Hamlet provides his own self-torture and does fall victim to melancholia and grief - his madness is feigned. They each share a common connection: the loss of a parental figure. Hamlet loses his father as a result of a horrible murder, as does Ophelia. Her situation is more severe because it is her lover who murders her father and all of her hopes for her future as well. Ultimately, it is also more detrimental to her character and causes her melancholy and grief to quickly turn to irretrievable madness.

Critics argue that Hamlet has the first reason to be hurt by Ophelia because she follows her father's admonitions regarding Hamlet's true intentions for their beginning love. In Act 3, scene 1, line 91 Hamlet begins with his malicious sarcasm toward her. "I humbly thank you, well, well, well," he says to her regarding her initial pleasantries (Johnson 1208). Before this scene, he has heard the King and Polonius establishing a plan to deduce his unusual and grief-stricken behavior.

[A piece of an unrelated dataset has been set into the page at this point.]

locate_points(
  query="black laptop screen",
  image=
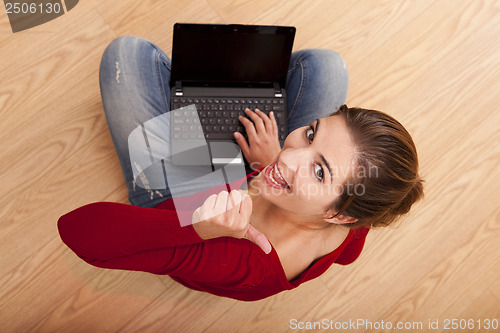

Hamlet is well aware that this plan merely uses Ophelia as a tool, and as such, she does not have much option of refusing without angering not only her busybody father but the conniving King as well. Hamlet readily refuses that he cared for her. He tells her and all of his uninvited listeners, "No, not I, I never gave you aught" (lines 94-95). Some critics stress, as does J. Dover Wilson, that Hamlet has a right to direct his anger to Ophelia because even though many critics "in their sympathy with Ophelia they have forgotten that it is not Hamlet who has 'repelled' her, but she him" (Wilson 159). It is possible that Wilson does not see the potential harm to Ophelia should she disobey her authority figures (i.e. her father and her king). Furthermore, Ophelia cannot know "that Hamlet's attitude toward her reflects his disillusionment in his mother . . . to her, Hamlet's inconstancy can only mean deceitfulness or madness" (Lidz 158).